- 4:30; B&W; silent
- Paradise Park was a segregated African-American resort located about a mile down the Silver River from the popular Silver Springs attraction near Ocala, Florida. The park was developed by Carl Ray and W.M. “Shorty” Davidson, co-owners of Silver Springs for nearly four decades. Paradise Park opened May 20, 1949 and remained open until 1969. African-American families, tour buses and church groups came from all over Florida and the United States to visit the attraction. Amenities included a pavilion with a dance floor and jukebox, a swimming area with a sandy beach, tropical landscaping and space for softball and other games. Like its counterpart Silver Springs, Paradise Park featured glass-bottom boat tours that introduced visitors to the beauty of the Silver River. Easter egg hunts, baptisms and picnics were common, and at Christmas, Santa Claus would cruise down the river on a glass-bottom boat to pass out candy, nuts and fruit for young visitors. Herpetologist Ross Allen even set up a reptile exhibit at the park, similar to the one located upriver at Silver Springs.
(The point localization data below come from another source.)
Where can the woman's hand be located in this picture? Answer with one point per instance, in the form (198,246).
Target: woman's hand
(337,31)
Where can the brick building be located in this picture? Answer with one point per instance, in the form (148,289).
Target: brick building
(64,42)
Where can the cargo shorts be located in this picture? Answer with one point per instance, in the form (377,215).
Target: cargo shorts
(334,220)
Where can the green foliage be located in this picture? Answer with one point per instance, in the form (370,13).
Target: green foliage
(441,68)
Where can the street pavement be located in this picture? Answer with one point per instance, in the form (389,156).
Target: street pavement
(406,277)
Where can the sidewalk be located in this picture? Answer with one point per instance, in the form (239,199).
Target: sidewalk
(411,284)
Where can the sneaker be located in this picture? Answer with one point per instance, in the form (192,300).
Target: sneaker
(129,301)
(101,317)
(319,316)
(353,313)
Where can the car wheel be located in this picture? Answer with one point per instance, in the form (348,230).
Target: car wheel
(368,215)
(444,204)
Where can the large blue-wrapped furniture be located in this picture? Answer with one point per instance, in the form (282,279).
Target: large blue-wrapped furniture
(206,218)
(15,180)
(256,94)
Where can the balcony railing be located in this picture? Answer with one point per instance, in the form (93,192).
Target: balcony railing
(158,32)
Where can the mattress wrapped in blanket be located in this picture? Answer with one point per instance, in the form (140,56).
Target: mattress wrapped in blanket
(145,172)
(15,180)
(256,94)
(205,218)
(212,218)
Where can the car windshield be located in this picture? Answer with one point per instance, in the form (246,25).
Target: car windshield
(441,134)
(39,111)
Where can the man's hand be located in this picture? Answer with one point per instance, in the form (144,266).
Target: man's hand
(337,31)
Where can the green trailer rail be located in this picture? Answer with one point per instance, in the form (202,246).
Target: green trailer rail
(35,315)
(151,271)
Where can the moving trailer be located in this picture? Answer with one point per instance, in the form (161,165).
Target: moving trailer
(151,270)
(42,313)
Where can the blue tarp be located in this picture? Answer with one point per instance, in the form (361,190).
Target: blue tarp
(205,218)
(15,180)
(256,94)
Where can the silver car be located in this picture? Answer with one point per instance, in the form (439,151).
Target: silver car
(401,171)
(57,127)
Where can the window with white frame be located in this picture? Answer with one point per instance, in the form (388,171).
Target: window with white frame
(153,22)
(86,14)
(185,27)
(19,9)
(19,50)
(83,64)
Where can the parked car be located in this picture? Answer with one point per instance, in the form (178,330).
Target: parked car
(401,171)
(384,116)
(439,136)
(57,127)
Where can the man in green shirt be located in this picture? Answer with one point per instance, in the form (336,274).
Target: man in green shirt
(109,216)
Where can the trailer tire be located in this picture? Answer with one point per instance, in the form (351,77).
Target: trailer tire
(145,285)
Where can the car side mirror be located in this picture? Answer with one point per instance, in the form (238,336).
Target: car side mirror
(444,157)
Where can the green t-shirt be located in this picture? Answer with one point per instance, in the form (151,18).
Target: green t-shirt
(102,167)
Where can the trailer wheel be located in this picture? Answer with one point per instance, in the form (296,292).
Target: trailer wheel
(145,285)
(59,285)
Renowned underwater photographer Bruce Mozert filmed this promotional movie for Paradise Park, probably in the early 1950s. It opens with a shot of a sign directing motorists to the attraction, likely located at the intersection of Paradise Road (now NE 24th St.) and State Road 40. Scenes from the parking lot and picnic area come next, followed by footage from one of the park’s annual Labor Day beauty contests. These competitions were sponsored by the American Legion and featured contestants from across the state. Toward the end of the contest footage, a Legion official presents the winners with their awards. The film then moves on to the glass bottom boats, including footage of the passengers’ view into the clear waters of the Silver River. A young man and woman identified as Thomas and Lottie Donaldson swim to the sandy bottom with a sign that reads “Don’t Miss Paradise Park.” Bathers dive into the swimming area from a platform. The final scenes are from Ross Allen’s reptile exhibit, where an assistant is shown feeding and herding alligators. Two assistants are then seen in a snake exhibit, one handing a snake to someone in the crowd.
The State Archives partnered with Department of Environmental Protection, the owners of the film, to preserve the original 16 mm film and digitize it. Archivists sought outside assistance and worked closely with the film restoration specialists at MediaPreserve, an Audio-Visual Laboratory in Pennsylvania to restore most of the film stock and create a digital reproduction of its contents.